Over the last several months, I’ve been offering reflections on the khandas, or aggregates of experience from which we fashion a sense of self. I’ve looked at the body, feelings, perceptions, and thoughts. All of which, before the contemplative gaze, appear to be impermanent and lacking any sense of static self-hood.
The last cluster of experience in this contemplative group is consciousness itself, or, perhaps better put as ‘moments of consciousness’. When I empty out my bucket of identification, releasing attachment to bodily sensations, feelings, perceptions, and thoughts, I’m often left with a secure attachment to the watcher or the observer. Some call this the Witness, as if capitalizing it elevates it to a sacred status. For many years, I’ve been drawn to teachings (and have shared teachings) that emphasize ‘resting as awareness’, or ‘abiding as awareness’.

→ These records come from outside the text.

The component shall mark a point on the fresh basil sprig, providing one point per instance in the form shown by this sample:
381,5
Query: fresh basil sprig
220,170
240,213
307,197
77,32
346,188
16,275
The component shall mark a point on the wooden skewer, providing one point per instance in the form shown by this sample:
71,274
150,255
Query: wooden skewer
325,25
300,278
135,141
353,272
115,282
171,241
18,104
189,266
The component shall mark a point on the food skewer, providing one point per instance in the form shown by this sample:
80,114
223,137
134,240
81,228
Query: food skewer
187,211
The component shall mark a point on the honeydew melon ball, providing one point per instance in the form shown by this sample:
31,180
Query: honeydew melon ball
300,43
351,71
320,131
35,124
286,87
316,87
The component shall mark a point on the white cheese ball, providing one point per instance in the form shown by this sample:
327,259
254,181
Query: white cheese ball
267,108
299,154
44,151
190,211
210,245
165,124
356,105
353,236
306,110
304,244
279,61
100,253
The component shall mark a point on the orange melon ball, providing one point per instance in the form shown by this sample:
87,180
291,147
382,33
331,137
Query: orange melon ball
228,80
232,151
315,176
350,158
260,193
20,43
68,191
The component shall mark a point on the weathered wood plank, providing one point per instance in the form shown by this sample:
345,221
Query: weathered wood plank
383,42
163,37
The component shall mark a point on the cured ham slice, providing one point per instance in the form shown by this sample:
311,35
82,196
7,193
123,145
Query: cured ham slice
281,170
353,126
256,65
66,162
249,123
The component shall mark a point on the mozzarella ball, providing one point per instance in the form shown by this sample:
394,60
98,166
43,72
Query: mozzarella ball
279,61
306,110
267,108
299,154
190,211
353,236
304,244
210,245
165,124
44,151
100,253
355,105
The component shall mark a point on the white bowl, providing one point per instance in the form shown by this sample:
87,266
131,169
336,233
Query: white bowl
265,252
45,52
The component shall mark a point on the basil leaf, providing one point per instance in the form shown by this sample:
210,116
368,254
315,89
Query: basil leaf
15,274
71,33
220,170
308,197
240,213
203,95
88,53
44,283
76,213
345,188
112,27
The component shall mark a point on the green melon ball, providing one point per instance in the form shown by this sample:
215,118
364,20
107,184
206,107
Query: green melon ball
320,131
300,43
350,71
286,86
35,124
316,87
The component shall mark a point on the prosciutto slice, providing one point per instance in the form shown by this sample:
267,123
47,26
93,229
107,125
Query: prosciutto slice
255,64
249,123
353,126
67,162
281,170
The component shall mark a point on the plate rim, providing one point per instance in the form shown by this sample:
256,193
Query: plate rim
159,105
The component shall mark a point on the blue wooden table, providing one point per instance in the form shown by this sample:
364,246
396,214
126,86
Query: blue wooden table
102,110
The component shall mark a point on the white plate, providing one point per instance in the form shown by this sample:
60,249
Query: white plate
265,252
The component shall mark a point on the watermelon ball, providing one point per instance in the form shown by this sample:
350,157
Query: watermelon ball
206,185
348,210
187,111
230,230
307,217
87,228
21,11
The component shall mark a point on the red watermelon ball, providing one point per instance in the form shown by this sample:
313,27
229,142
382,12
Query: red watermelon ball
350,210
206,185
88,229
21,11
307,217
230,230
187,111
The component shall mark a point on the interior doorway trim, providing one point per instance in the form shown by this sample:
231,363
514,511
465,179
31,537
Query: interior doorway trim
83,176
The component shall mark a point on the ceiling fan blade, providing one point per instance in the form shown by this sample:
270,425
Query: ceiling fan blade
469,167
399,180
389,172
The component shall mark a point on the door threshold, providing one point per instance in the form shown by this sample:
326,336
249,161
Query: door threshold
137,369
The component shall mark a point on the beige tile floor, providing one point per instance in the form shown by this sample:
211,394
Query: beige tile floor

And while there is nothing inherently wrong with those schools of training, I am now starting to think that there is a potential danger of solidifying an identification with the process of consciousness, reifying it, perhaps with a touch of the ironic, unconsciously.
Stephen Batchelor’s writings have brought this issue to my attention most vividly. In his fantastic memoir, Confession of a Buddhist Atheist,Batchelor offers this reflection:
“Consciousness is what happens when an organism encounters an environment. If an eye is struck by light reflected off a colored shape, then visual consciousness occurs. But as soon as the object passes out of the field of vision or one shuts one’s eyes, that consciousness ceases. This is true of every kind of consciousness. ‘Just as fire,’ Gotama explained to Sati, ‘is reckoned by the particular condition dependent on which it burns — a log fire, a dung fire and so on — so too, consciousness is reckoned by the particular condition on which it arises.’ Consciousness is an emergent, contingent, and impermanent phenomenon. It has no magical capacity to break free from the field of events out of which it springs.” (Batchelor, Confession of a Buddhist Atheist, pg. 180)
In one clean paragraph, Batchelor challenges a decade of spiritual assumptions that I wasn’t even aware of having swallowed. It yanks away the spiritual rug, tossing me into an unsure and insecure realm stripped of transcendent solace.
So this week, in your life and practice, be on the lookout for a sense of personal solidity that crystallizes around the process of knowing. Notice the assurance of identity that forms around awareness. Listen to the seductive and intuitive voice which whispers, “This bright awareness, this is your true Self, this is your unchanging core.”
In simple language, the Burmese master, Sayadaw U Tejaniya gives a hint to the nature of insights that come out of this contemplation:
“Insights will arise under very ordinary circumstances. The object of your observation can be a very simple and straightforward one,but the insight can be very deep, a world apart from the simplicity of the experience. The object can be something you come across every day, but the insight will be mind-blowing. For example, while smelling the soap when taking a shower you suddenly and very deeply understand that there is just this smelling and knowing, that there is nobody doing it, that these processes just happen themselves.” (Sayadaw U Tejaniya, fromAwareness Alone is Not Enough)
And as that insight arises, you will no longer seek safety or identification with the magical illusion that is consciousness.